Clarke did what he was told and a day or two later he reported there was no way to connect 9/11 with Iraq. Bush dropped the subject for the moment but it did not deter Secretary of Defense Donald Rumsfeld or Rumsfeld’s deputy Paul Wolfowitz to bring up the subject over and over again. Nor did it stop Vice President Richard Cheney from making the same nonexistent linkage on several occasions.

Eventually Bush acknowledged that there seemed to be no direct connection between Iraq and Al-Qaeda, presumably because Secretary of State Colin Powell asked him to. Amazingly, Cheney has continued to go right on connecting Iraq with the fight against terrorism and Al-Qaeda as if such a linkage had been established.

Now it is up to the Bush administration to blunt the extraordinary damage Clarke has created for Bush. At the moment it appears to have turned into overkill, making everyone realize that something important has happened. Anyone who missed Clarke’s book, his testimony, and his appeal will force people to put their attention on the matter.

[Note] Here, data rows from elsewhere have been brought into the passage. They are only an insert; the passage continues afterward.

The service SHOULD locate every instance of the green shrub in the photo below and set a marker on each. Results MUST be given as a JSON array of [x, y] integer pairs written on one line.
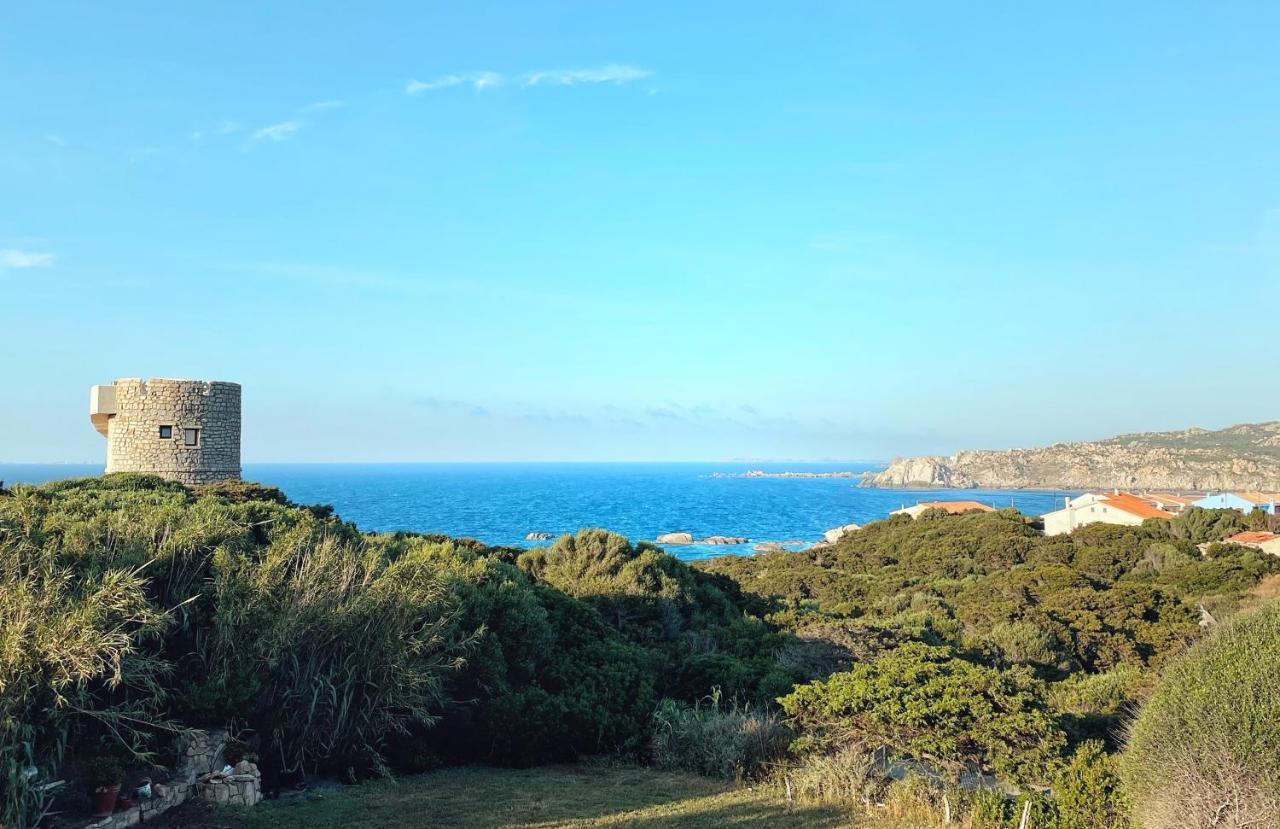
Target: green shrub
[[717, 740], [103, 773], [1088, 793], [1205, 750], [849, 774], [929, 704], [72, 655]]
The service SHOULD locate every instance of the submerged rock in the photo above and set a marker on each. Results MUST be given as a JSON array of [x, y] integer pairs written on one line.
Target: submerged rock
[[833, 535]]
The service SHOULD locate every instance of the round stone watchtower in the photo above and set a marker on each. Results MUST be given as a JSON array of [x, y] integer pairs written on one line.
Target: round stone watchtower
[[182, 430]]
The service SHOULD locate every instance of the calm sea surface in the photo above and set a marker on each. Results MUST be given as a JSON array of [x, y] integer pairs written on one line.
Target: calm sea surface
[[499, 503]]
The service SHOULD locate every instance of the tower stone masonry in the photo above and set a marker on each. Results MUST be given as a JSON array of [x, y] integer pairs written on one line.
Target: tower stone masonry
[[182, 430]]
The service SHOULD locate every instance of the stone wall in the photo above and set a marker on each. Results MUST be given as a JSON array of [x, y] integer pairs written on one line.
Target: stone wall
[[199, 773], [133, 442]]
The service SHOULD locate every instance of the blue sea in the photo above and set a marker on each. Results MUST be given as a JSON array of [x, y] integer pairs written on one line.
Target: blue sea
[[501, 503]]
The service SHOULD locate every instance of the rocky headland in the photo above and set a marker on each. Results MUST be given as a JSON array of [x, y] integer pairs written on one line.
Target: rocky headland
[[1244, 457]]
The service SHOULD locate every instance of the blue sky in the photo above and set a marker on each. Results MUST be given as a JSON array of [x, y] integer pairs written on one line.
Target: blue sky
[[611, 230]]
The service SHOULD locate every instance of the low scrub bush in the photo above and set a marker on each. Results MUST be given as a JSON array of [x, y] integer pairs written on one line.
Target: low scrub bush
[[1205, 750], [717, 740], [846, 775], [929, 704], [72, 656]]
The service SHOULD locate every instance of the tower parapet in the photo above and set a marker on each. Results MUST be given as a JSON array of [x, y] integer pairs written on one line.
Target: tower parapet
[[182, 430]]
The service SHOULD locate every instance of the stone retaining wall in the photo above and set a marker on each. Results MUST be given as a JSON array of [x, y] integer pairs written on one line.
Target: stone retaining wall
[[199, 773]]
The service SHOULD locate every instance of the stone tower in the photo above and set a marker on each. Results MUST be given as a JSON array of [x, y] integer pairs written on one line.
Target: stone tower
[[182, 430]]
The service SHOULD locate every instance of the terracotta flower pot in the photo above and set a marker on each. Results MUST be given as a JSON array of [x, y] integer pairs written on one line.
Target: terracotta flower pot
[[104, 800]]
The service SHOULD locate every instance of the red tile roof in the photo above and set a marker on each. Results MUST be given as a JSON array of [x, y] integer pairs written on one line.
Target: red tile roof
[[1134, 505], [1168, 498], [1253, 537]]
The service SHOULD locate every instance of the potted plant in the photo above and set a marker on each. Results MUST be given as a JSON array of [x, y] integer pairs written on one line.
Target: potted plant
[[104, 777]]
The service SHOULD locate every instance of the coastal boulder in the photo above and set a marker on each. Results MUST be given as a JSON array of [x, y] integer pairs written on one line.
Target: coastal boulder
[[835, 535]]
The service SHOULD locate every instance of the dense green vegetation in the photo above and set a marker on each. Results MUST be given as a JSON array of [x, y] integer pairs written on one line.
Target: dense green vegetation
[[969, 645], [1206, 747]]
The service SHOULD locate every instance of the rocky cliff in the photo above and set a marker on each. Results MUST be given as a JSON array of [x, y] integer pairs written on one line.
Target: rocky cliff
[[1244, 457]]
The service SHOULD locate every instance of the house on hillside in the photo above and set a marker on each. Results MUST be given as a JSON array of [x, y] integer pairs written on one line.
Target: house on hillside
[[1119, 508], [1169, 502], [1265, 541], [1244, 502], [952, 508]]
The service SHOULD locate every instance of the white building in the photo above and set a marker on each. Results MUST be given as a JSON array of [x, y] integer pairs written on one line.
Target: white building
[[1119, 508]]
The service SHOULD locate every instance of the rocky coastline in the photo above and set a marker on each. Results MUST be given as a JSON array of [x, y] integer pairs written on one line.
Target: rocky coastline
[[1244, 457]]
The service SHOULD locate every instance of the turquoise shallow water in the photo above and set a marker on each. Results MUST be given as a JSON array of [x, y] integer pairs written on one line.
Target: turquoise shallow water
[[499, 503]]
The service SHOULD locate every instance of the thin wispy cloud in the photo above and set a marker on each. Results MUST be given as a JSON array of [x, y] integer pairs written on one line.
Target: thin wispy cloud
[[479, 81], [612, 73], [17, 259], [323, 105], [278, 132]]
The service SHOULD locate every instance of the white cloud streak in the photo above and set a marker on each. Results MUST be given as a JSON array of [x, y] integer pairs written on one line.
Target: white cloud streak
[[17, 259], [612, 73], [278, 132], [479, 81], [323, 105]]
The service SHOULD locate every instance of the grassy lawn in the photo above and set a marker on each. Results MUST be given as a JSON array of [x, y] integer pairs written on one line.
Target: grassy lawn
[[584, 795]]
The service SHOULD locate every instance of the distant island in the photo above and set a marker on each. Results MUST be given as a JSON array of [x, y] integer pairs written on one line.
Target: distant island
[[763, 473], [1246, 456]]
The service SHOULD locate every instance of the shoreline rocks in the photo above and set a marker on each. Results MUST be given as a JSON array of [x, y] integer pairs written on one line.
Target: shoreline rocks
[[684, 539]]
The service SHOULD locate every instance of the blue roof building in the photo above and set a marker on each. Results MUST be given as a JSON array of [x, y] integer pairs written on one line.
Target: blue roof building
[[1244, 502]]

It is quite possible that following the extraordinary interest focused on Clarke’s book, a large number of readers will make up their minds about which way to vote in the forthcoming election. The conventional wisdom has been that this will be a “horse race” from the beginning to the end. Or it may be that nothing that follows can change the verdict of the voters as a result of this extraordinary week.

— Richard H. Curtiss is the editor of the Washington Report.